Ce commentaire est issu de la première partie, §2, de la première section « De l’espace » de « La Critique de la Raison Pure » de Kant.
Pour comprendre ce que Kant appelle "exposition métaphysique du concept", il faut retenir deux points importants :
- Le premier est que Kant réfute l’idée réaliste selon laquelle c’est l’objet qui affecte le sujet, en d’autres termes qu’il y a une déconnexion entre la perception et l’entendement.
- Le second est qu’il réfute également l’idéalisme qui voudrait que toute réalité n’existe qu’à travers le sujet, ce qui met en doute la possibilité même de la réalité.
En fait Kant va tenter de dépouiller la métaphysique de ses oripeaux, et lui donner le statut d’une conciliation entre la perception (ce que nous savons et recevons du monde réel) et la possibilité de connaissances a priori, c’est-à-dire qui ne se déduisent pas synthétiquement d’autres concepts.

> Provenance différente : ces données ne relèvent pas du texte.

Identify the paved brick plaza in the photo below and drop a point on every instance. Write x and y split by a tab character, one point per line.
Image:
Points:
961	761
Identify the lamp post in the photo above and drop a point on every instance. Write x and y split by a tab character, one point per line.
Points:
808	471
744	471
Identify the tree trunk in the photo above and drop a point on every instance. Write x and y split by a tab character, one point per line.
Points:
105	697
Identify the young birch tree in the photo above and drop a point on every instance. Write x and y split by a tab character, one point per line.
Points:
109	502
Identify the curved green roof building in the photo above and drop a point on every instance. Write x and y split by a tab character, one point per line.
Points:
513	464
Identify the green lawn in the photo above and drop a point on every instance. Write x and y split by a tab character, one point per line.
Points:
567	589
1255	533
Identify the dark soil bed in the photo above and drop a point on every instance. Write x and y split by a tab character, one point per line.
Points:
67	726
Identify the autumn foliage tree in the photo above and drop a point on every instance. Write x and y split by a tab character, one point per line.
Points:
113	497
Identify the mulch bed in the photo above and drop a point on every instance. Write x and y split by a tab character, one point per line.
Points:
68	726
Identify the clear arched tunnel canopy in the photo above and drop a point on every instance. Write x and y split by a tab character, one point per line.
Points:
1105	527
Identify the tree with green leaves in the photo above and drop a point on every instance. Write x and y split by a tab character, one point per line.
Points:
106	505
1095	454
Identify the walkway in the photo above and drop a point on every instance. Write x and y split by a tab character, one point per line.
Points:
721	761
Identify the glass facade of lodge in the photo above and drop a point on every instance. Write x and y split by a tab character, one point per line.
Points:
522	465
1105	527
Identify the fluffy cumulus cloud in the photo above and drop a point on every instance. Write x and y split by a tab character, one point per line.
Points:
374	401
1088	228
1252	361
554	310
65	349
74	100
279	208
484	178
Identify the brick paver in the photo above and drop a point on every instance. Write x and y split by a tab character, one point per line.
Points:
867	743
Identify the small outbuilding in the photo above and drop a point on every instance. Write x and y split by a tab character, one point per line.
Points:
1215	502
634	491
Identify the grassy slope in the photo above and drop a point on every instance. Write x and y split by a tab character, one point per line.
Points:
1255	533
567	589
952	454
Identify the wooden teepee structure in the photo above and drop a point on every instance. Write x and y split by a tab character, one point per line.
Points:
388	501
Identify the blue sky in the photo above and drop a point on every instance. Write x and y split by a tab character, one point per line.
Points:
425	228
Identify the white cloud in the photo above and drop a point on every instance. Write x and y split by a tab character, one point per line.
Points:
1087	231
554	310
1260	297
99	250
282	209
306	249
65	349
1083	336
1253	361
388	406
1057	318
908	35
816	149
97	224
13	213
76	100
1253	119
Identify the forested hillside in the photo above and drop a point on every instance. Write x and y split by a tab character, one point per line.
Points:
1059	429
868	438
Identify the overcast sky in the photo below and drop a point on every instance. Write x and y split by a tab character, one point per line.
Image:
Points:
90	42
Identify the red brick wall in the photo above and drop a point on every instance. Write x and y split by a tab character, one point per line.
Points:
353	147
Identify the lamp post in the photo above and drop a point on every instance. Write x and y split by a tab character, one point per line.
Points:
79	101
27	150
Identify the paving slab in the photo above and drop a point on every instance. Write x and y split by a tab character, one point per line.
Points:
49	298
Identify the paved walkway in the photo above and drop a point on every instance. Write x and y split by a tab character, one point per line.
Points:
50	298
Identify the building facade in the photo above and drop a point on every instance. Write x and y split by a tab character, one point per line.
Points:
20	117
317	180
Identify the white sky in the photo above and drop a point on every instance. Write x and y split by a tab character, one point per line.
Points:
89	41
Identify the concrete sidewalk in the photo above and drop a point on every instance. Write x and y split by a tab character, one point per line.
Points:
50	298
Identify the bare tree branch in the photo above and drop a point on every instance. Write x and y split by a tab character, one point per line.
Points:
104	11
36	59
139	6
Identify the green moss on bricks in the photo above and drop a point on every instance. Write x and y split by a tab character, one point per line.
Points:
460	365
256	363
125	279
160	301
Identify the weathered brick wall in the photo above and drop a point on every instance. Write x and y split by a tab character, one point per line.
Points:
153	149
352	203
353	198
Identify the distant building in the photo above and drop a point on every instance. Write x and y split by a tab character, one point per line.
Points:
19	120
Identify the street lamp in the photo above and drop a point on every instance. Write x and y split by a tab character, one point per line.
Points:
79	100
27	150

Enfin, il est utile de rappeler que s’il est indubitable, que toute notre connaissance commence par les sens, on doit s'interroger sur le fait qu'il n'en résulte pas obligatoirement que les sens soient l'unique source de notre connaissance. Tel est un des problèmes fondamentaux traités par Kant : est-il possible qu'il existe, dans le processus d'acquisition d'une connaissance, des composantes a priori (qui n'ont pas leur source dans l'expérience) ?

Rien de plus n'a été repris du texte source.